In view of the fine section east of Waucoba Springs on the northeastern side of Saline Valley, and the great development of Lower Cambrian strata to the north and east in Nevada, the term Waucoban is selected to replace Georgian as a group name for the formations included in the Lower Cambrian.


ST. CROIXAN OR UPPER CAMBRIAN[1]

When I proposed the name "Saratogian" in 1903[2] for the Upper Cambrian group of formations, an examination of several lists of geological formation names failed to show that the name Saratoga had been used by Dr. J. C. Branner[3] for a Cretaceous chalk marl in Arkansas, in his description of "The Cement Materials of Southwest Arkansas."[4] A description of the formation is given, with sections illustrating its stratigraphic position.
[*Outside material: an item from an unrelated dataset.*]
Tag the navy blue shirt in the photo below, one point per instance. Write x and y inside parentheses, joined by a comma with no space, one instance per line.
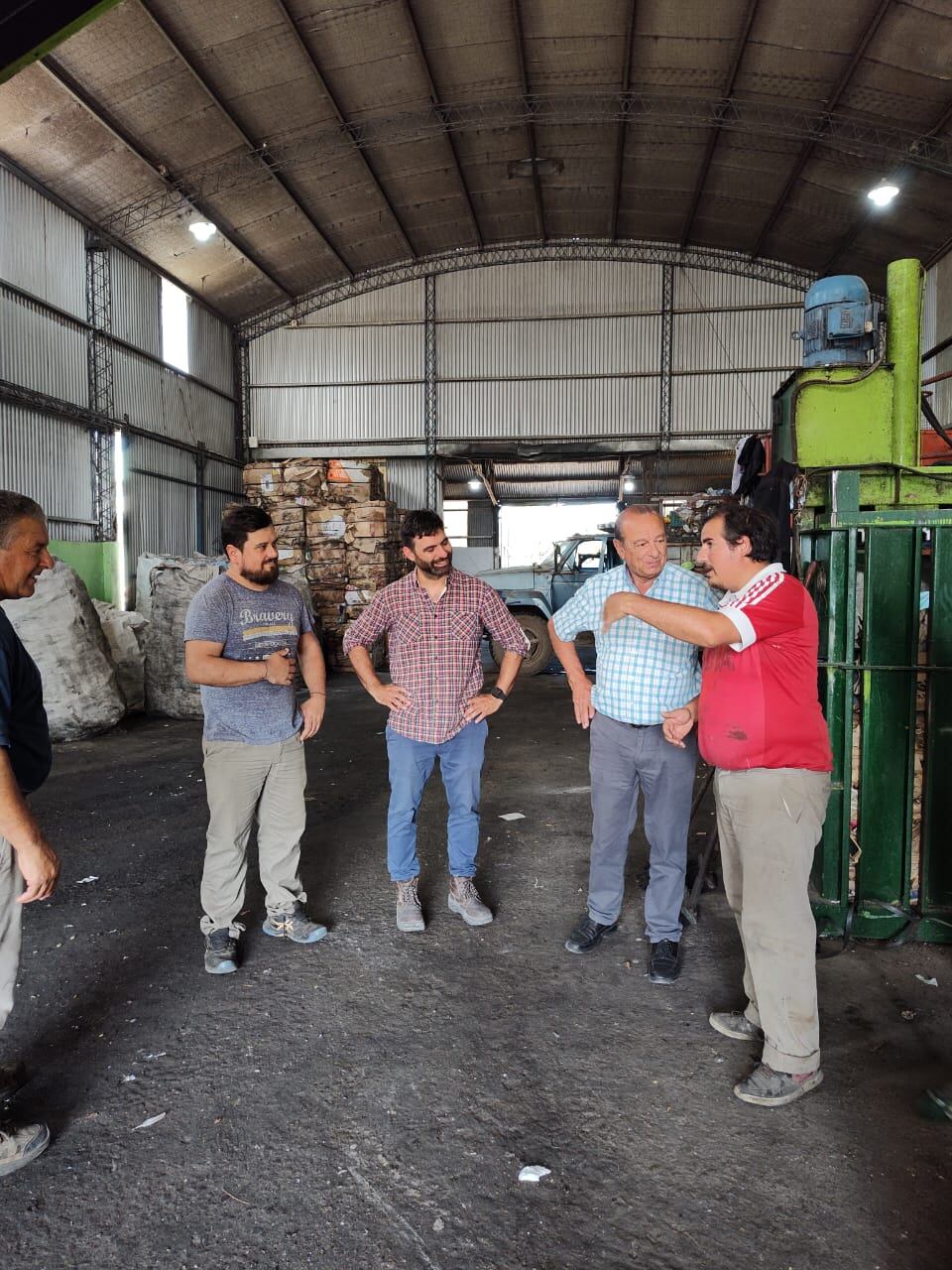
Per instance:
(23,728)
In 1902[5] Mr. J. A. Taff used the term Saratoga formation in the same sense as Branner and gave illustrations of sections and contained fossils.

In view of the prior use of the name Saratoga by Branner and Taff, I doubt the advisability of continuing the use of Saratogan as a group name for the Upper Cambrian formations. There is also the fact that the two formations of Saratoga County, New York, that are used as the basis for the name, are not typically of Upper Cambrian age. A present tendency is to include them as passage beds between the Cambrian and the superjacent system of strata, or as belonging to the higher systems.[6] With the evidence now known to me from New York and the Appalachian region to the southwest I am inclined tentatively to refer the fauna as found in New York State to the upper limit of the Cambrian. The "Saratogan" would thus be correlated with one of the upper horizons of the "St. Croix sandstone" and included in the Upper Cambrian.[7]

My present view is that the use of the name Saratoga should be restricted to the Cretaceous formation, another name adopted for the


  1. Ulrich, Bull. Geol. Soc. America, Vol. 22, No. 3, 1911, pl. 27, and pp. 613 and 614.
  2. Journ. Geol., Chicago, Vol. 11, 1903, pp. 318-319.
  3. Dr. John M. Clarke recently (May 27, 1912) called my attention to this use of the name Saratoga by Branner, and wrote that he was then discussing the history of the name in a paper in press.
  4. Trans. American Inst. Mining Engineers, Vol. 27, 1898, pp. 52-55.
  5. Twenty-second Ann. Rept. U. S. Geol. Survey, 1902, pp. 714-720.
  6. See Ulrich, Bull. Geol. Soc. America, Vol. 22, No. 3, 1911, pl. 27, and p. 612.
  7. See Smithsonian Misc. Coll., Vol. 57. No. 9, 1912, pp. 255, 256, for a fuller discussion of this question.